Coaching Takeaways from the DEF CON 32 Vishing Competition
After winning the DEF CON 31 Vishing Competition, I was invited back by Social Engineering Community to coach competitors in the next year’s competition–how exciting!
With DEF CON 33 coming up, I thought it would be a good time to finally jot down my thoughts on how coaching went, and how it correlated with overall team performance in the competition.
The Big Numbers
Each of us three coaches offered two 30-minute sessions of coaching to all 14 teams. I did 15 total sessions across 9 teams, and was surprised by a few that either only did sessions with the other coaches, or none at all! I saw the live calls for about half of the teams at DEF CON, and took some notes to correlate with my coaching.
The team that came in first, A Girl Has a Team, had some fantastic calls. They were a team of three with one returning competitor, and their pretexts were expertly tailored to their phone targets–especially a recent hire who was very excited about their new job. It was an impressive combination of OSINT research and vishing planning.
Interestingly, I didn’t have any coaching sessions with this team! I believe A Girl Has a Team had sessions with one or two of the other coaches, and they clearly put in a lot of work. While they didn’t place in the top three for either the OSINT report or vishing plan report, they had the top live call score. This makes sense as it’s where teams had the most opportunity to score points.
Next up was Hall & OSINT in second, a first-time team of one. I didn’t catch their calls, but we did have a coaching session that focused a lot on OSINT. I noted this feeling like a pretty productive session, and the scores would seem to agree! Hall & OSINT placed third in OSINT reports, and tied for first with another team in vishing plan reports. They placed third in live call scores–just one point below the team the next team up.
While there was a fairly large gap between the overall first and second place scores, the difference between second and third places was pretty narrow. Both teams did great!
In third place by that narrow margin was another first-time team, The Brothers Shamus, with a group of three. It’s always interesting to think about team sizes and performance.
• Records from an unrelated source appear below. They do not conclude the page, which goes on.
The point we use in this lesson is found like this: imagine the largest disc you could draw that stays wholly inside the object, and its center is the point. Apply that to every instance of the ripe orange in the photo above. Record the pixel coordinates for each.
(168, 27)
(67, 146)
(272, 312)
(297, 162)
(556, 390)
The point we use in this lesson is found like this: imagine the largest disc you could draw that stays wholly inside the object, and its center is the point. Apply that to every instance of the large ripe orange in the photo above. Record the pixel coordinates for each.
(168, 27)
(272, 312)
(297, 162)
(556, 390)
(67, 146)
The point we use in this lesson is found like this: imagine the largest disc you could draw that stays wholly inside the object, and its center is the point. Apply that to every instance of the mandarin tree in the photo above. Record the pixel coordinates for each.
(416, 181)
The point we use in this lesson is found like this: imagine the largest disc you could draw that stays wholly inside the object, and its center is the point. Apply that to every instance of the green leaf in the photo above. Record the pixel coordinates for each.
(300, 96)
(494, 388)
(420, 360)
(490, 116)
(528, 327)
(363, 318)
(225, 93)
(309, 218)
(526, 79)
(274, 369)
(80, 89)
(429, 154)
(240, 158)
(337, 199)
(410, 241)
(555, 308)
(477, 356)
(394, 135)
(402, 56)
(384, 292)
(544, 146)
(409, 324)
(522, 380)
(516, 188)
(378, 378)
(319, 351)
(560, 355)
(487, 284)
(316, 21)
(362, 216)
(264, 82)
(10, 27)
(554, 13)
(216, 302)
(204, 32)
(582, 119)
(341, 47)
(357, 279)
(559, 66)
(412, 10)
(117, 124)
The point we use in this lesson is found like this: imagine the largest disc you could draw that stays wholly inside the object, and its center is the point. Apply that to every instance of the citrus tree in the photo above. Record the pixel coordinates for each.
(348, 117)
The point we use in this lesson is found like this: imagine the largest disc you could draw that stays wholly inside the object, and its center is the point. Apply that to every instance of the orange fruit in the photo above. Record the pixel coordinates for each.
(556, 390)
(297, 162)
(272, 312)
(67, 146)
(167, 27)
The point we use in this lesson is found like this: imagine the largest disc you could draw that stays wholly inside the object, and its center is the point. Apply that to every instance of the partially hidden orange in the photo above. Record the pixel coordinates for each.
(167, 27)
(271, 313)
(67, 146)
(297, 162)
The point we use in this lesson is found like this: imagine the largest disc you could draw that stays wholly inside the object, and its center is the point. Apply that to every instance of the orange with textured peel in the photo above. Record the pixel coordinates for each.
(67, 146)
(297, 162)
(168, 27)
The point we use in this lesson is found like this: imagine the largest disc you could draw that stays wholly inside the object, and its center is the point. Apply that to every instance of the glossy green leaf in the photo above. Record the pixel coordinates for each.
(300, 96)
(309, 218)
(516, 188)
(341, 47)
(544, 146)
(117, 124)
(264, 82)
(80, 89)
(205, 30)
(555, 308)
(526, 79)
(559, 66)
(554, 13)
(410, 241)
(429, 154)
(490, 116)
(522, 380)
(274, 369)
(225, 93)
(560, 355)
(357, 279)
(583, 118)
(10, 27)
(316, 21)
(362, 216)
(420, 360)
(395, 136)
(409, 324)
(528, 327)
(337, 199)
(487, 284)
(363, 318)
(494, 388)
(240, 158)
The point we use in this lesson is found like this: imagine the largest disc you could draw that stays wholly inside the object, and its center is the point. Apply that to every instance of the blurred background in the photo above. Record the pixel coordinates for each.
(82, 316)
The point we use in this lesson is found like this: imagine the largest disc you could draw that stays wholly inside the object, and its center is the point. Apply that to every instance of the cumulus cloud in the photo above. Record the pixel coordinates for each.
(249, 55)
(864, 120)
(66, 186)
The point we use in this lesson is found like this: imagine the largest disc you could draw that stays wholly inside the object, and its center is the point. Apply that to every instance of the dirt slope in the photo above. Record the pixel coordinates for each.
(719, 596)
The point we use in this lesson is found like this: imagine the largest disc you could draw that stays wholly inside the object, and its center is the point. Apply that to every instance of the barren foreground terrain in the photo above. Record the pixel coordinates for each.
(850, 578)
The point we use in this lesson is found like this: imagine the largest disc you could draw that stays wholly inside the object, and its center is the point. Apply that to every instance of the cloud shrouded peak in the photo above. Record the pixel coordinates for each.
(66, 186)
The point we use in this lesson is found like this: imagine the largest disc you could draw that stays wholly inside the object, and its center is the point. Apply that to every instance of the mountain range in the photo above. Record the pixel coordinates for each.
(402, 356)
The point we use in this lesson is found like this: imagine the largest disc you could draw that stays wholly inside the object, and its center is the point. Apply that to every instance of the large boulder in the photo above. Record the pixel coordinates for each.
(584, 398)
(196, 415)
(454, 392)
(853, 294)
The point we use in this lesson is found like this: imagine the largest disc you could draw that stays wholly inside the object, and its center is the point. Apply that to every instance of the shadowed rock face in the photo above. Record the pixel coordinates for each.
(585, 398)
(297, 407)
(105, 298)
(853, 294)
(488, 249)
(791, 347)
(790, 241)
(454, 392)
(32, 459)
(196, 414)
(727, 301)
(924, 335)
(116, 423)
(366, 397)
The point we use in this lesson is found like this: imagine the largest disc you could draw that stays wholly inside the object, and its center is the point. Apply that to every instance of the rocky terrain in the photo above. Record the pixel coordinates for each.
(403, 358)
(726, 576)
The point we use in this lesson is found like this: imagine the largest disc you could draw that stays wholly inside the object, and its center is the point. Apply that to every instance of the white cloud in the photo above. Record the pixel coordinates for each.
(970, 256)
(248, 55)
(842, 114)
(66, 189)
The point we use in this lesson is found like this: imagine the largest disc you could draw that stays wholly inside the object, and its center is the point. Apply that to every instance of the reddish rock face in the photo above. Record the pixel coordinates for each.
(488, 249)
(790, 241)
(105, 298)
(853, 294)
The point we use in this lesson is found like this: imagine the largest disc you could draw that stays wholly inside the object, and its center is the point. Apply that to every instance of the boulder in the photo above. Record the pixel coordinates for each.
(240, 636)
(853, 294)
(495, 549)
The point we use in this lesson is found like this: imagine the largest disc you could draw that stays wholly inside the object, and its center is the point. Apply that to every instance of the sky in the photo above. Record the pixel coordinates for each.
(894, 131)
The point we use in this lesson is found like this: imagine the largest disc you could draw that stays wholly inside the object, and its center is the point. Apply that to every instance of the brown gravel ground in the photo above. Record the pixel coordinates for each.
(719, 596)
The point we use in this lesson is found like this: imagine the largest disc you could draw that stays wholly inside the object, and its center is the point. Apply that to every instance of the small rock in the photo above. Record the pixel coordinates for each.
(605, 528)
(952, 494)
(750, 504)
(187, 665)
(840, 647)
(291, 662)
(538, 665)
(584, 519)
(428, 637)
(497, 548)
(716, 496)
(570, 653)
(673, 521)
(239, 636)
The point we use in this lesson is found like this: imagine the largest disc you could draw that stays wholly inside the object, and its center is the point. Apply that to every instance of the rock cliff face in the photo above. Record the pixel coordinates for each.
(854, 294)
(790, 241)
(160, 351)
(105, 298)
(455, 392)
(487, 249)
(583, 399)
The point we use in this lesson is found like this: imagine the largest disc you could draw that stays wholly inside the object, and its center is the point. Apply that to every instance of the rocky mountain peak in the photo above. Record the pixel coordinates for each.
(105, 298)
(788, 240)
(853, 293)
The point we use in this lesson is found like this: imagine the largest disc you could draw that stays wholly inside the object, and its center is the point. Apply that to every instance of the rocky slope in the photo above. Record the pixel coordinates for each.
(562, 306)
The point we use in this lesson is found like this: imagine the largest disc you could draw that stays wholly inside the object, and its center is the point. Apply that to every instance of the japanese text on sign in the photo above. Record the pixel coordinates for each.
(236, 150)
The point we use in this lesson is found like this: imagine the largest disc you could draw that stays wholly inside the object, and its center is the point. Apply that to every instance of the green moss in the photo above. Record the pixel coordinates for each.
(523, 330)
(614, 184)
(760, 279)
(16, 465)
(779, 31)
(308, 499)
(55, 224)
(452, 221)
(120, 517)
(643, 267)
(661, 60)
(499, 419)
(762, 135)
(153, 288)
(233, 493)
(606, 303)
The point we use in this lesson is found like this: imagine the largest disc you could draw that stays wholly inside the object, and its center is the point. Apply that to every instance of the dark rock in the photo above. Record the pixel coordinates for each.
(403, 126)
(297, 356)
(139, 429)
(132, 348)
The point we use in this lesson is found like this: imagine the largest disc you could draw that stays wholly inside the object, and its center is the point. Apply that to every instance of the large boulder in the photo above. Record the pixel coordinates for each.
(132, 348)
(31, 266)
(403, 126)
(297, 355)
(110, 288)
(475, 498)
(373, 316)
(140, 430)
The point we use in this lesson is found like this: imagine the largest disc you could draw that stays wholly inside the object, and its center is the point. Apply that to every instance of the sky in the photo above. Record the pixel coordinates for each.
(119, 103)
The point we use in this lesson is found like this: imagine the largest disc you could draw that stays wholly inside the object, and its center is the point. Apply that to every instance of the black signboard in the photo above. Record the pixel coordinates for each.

At DEF CON 30, I came in second as a solo competitor, and then in first at DEF CON 31. I believe going solo was an advantage, as I had everything in my head, and could execute every detail down to perfection (or at least what I considered perfection). On the other hand, having a larger team is helpful to distribute the work on OSINT and the vishing plan!
I also had a single coaching session with The Brothers Shamus. This one was focused on vishing, and wasn’t as packed with questions/discussion as some of my other sessions, so it felt moderately productive. Like the first place team, they didn’t place in the top three for either OSINT or vishing plan reports, but they had the second highest live call score, which was enough to land them third place overall.
Their placement was no surprise to me, as I noted their live calls going really well! Their first call was very productive, but their target was driving and away from their computer, so they might have been limited in the points they were able to score.
The Other Numbers
I still had some great coaching sessions with teams beyond the top three! Team Scotzipan had three first-time competitors, and they came in first on OSINT reports. They had a lot of great questions for me when we met, which is exactly what I wanted as a coach. It’s easiest to help people when they’re curious and have specific topics to focus on! We talked a lot about the phone calls themselves, and they were nice enough to share some lovely Corporate Tunes!
The main trend I noticed from coaching was that teams with higher final scores were generally the ones who came to coaching sessions with more questions and preparation. For others, we could have a meeting where I shared my experiences and general advice, but the time was less productive.
There were outliers to this–both teams that did well without coaching, and those who had great coaching sessions but lower final scores. With a something like the Vishing Competition, there will always be an element of luck. You can test your phone numbers beforehand and try to call the people most likely to pick-up, but you’re still at the mercy of chance.
Some teams had trouble getting anyone to answer, and at least one was letting calls go way too easily! A top piece of advice I tried to give everyone was fight to keep every single call going, as the hardest part is often getting someone to answer. If someone really has to go and hangs up, fine. But at least push back against the first excuses, or go for a hail mary flag! If the person is about to hang up, why not ask them to try visiting a troubleshooting website for you real quick? At that point, you have nothing to lose.
When writing about my experience in the previous competitions, my goal was always to pull back the curtain and show what it’s like being a competitor. My coaching experience was a natural evolution to that–an opportunity to help teams prepare and execute to the best of their abilities.
I’m excited to watch more calls and see what’s in store for DEF CON 33!